All nutrients are salt. Put fresh manure on a seedling and the osmotic pressure will dehydrate it just as well. Pure urine is a lot more saline than what miracle grow tells you to dilute their fertilizers t.

I've not read of any reliable source that synthetic fertilizers are bad for soil. If you use nothing but that, and never apply any soil amendments, then yes, your soil will likely deteriorate. But that's not because the fertilizers you use are bad for the soil, but because your fertilization program is incomplete.

I personally tend to favor a mix of both. Organic fertilizers are too limited in scope and it is often impossible to get the proper levels of required nutrients. 5-1-1 is *not* an appropriate all-around fertilizer. In a house pot it may not be a big deal, but outside, a good proportion of that nitrogen will not be absorbed and will pollute.

Manure is also not always adequate to apply. Fresh manure applied on leaf greens have caused E. coli and global recalls in the past. Poo is poo. Composted manure should not have this problem, but compost is also very low in nutrient levels. A large amount of organic matter, as with compost, will also tend to immobilize the nutrients you put in your soil, which will thus not be available for your plant's growth.
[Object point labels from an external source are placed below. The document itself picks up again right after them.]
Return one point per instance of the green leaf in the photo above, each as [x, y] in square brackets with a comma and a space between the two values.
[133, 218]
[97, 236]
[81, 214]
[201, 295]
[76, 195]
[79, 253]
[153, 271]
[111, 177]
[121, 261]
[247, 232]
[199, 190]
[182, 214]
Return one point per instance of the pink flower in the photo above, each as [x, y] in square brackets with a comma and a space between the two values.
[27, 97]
In the end, though, the number one most important factor is not the fertility of the soil, but the quantity of soil. A plant will never grow big and healthy in a small pot. Trees need a lot of space for the roots to grow.


----------



## linn (Nov 19, 2010)

What about seaweed? Some people use seaweed in their vegetable gardens. I think it is too cold in zone 5 for bee bee trees. My bee bee trees died. Maybe a peat pot would have made the difference. I planted mine directly in the soil once the ground thawed.


----------



## beepro (Dec 31, 2012)

In the right proportion the salt from my urine is diluted with the kelp mixture.
In 3 days they put out big lush leaves and under this hot weather at 107°F they
are growing well, big and strong. The seaweed is too salty unless you can dilute it to the right
proportion. 
In a small pot the synthetic fertilizer will accumulate in the form of salts over time.
That is why sometime I would flush the pot with fresh water. But now I don't use synthetic anymore only
composted organic materials for growing things.
In region with snow in the winter time it is best to cover them with mulch or hay. Then in the Spring time
you can take the mulch off to let them grow again.


----------



## spunky (Nov 14, 2006)

Well not much to lose. I will just transplant them in larger pots and hit them with Alaska fish fert ; they are getting solid amounts of rain, and if not good well water 

Thanks for the replies


----------



## beepro (Dec 31, 2012)

Watch out for the salt from this fertilizer.
Since it is raining now maybe the rain can dilute it a bit.
Cannot fertilize a lot cuz the young leaves might burn. Mines are in the
full sun that they like than the shade.


----------



## spunky (Nov 14, 2006)

The 2 seedlings have doubled in size and are doing well . I will transplant them in late august to their permanent spot. Seems the seedlings were root bound and needed more sunlight


----------



## TWall (May 19, 2010)

My seedlings are doing good. They are in full sun. I keep them watered and fed. They are over six inches tall. I'm going to wait until they are dormant to transplant.

Tom


----------